A 43 años de la primera visita de Juan Pablo II a Guatemala

Mar 6, 2026 | Nacionales, Portada, Región, Sucesos | 0 Comentarios

Con información de Fernando Castellanos.


El 6 de marzo de 1983, el «Papa Viajero» aterrizó en una Guatemala fracturada por la guerra y el autoritarismo. Su visita estuvo marcada por un desplante diplomático sangriento y una devoción popular sin precedentes.

Era el decimoséptimo viaje de su pontificado, pero quizás uno de los más peligrosos y tensos. El domingo 6 de marzo de 1983, Juan Pablo II besó por primera vez el suelo guatemalteco, iniciando una visita que quedaría grabada en la memoria colectiva no solo por la fe, sino por el choque frontal entre el Vaticano y el régimen de facto de Efraín Ríos Montt.

Visitó la ciudad de Quetzaltenango el 7 de marzo, en donde coronó la imagen de la Virgen del Rosario.

El desafío de los «Tribunales de Fuero Especial»
La llegada del Papa se produjo en el punto más álgido del conflicto armado interno. Ríos Montt, un general fundamentalista, había instaurado los Tribunales de Fuero Especial: órganos judiciales anónimos, dependientes del Ejecutivo, que juzgaban y condenaban a muerte de forma sumaria.

Bajo este régimen, 15 personas fueron fusiladas sin procesos públicos ni derecho a la defensa. La tensión alcanzó su punto máximo apenas tres días antes de la llegada del Pontífice:

El pedido de indulto: Juan Pablo II, desde su gira en Portugal y Ecuador, envió una petición oficial solicitando clemencia para seis condenados a muerte acusados de secuestro y terrorismo.

El desplante de Ríos Montt

Tensión diplomática: El Nuncio Apostólico, Oriano Quilici, intentó una audiencia de último minuto para frenar los fusilamientos, pero el gobierno ni siquiera respondió a su solicitud.

El gobernante ignoró la solicitud del Vaticano. La tarde del 3 de marzo, las radioemisoras confirmaron la ejecución de los seis hombres.

«Juan Pablo II, te quiere todo el mundo»
A pesar de la incertidumbre sobre si el Papa cancelaría el viaje tras las ejecuciones, un telegrama enviado desde Costa Rica ratificó su llegada. Guatemala lo recibió con el misticismo de sus alfombras de aserrín y una consigna que se volvería icónica: “Juan Pablo Segundo, te quiere todo el mundo”.

Aunque se temía un desaire de Ríos Montt hacia el líder católico debido a sus diferencias religiosas, los protocolos de Estado se mantuvieron. Sin embargo, el contraste era evidente: mientras en el Palacio se respiraba frialdad diplomática, en las calles la euforia era absoluta.

Un millón de voces en el Campo Marte


El clímax de la visita ocurrió el lunes 7 de marzo. El Campo Marte, en la zona 5 capitalina, se convirtió en el escenario de la misa más concurrida en la historia de Guatemala.

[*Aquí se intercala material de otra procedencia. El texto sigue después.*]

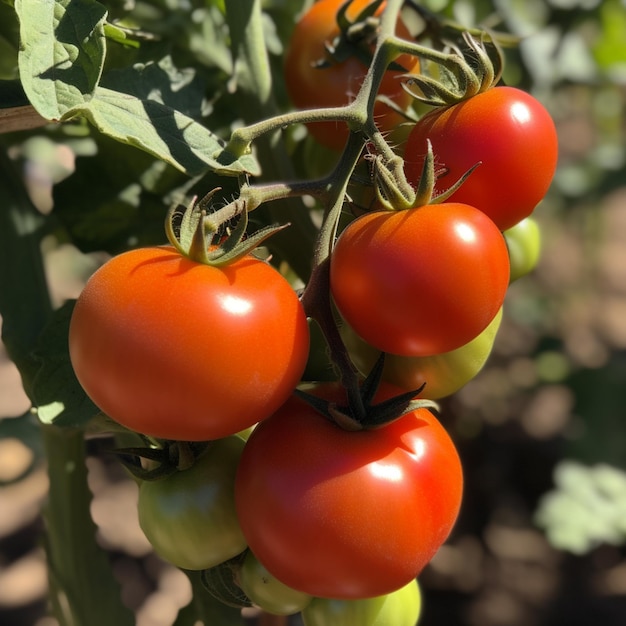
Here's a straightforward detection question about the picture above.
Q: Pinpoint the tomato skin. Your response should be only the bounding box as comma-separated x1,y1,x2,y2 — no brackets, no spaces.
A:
503,217,541,282
302,580,422,626
69,246,309,441
285,0,419,150
404,87,558,230
330,203,509,356
340,308,502,400
235,383,463,599
238,550,312,615
137,436,246,570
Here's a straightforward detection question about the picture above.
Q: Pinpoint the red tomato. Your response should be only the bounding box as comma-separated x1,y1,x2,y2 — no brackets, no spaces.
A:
69,246,309,441
235,383,463,599
404,87,558,230
330,203,509,356
285,0,419,150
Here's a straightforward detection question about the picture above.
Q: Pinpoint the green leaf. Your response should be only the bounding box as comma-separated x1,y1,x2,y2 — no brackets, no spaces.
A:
15,0,107,120
53,135,177,254
82,87,260,176
32,301,99,428
100,55,213,119
535,459,626,554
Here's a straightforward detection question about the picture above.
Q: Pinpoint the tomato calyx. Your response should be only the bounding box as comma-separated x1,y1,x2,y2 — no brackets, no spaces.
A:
294,352,439,431
165,187,289,267
114,441,210,481
373,140,480,211
402,31,504,106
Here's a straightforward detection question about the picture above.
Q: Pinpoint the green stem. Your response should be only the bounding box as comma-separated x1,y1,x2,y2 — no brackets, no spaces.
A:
41,426,135,626
226,102,363,156
0,145,134,626
225,0,317,281
0,144,52,393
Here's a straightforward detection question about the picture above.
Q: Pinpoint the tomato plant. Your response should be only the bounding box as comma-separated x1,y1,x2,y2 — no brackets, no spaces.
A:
238,550,312,615
302,580,422,626
330,203,509,356
235,383,463,599
69,246,309,441
285,0,419,150
341,309,502,400
137,436,246,570
504,217,541,282
405,87,558,230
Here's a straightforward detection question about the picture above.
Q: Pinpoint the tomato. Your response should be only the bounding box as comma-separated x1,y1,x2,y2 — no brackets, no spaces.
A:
137,436,246,570
285,0,419,150
330,203,509,356
235,383,463,599
69,246,309,441
238,550,312,615
302,580,422,626
405,87,558,230
340,309,502,400
504,217,541,282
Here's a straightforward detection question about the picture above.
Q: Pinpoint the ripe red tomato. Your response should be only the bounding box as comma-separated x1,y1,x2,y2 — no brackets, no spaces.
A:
285,0,419,150
404,87,558,230
69,246,309,441
330,203,509,356
235,383,463,599
137,436,246,570
340,309,502,400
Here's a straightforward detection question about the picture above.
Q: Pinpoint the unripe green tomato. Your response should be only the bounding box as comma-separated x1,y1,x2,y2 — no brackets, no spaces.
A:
503,217,541,282
340,308,502,400
302,580,422,626
239,550,312,615
137,435,247,570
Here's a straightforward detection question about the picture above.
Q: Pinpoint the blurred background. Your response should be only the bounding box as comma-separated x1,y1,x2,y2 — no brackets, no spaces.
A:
0,0,626,626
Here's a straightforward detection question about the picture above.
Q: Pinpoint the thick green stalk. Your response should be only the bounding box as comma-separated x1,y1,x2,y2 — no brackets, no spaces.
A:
0,149,134,626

Asistencia récord: Se estima que más de un millón de fieles se congregaron bajo el sol para escuchar el mensaje de paz del Pontífice.

Kk

Mensaje central: En una región agobiada por las «pugnas bélicas», el discurso de Juan Pablo II se centró en la dignidad humana y el cese de la violencia, un eco que resonó con fuerza en una sociedad que buscaba consuelo en medio de la guerra.

ÑAquel marzo de 1983, el «Papa Viajero» no solo dejó bendiciones; dejó un precedente de defensa de los derechos humanos en uno de los momentos más oscuros de la historia guatemalteca.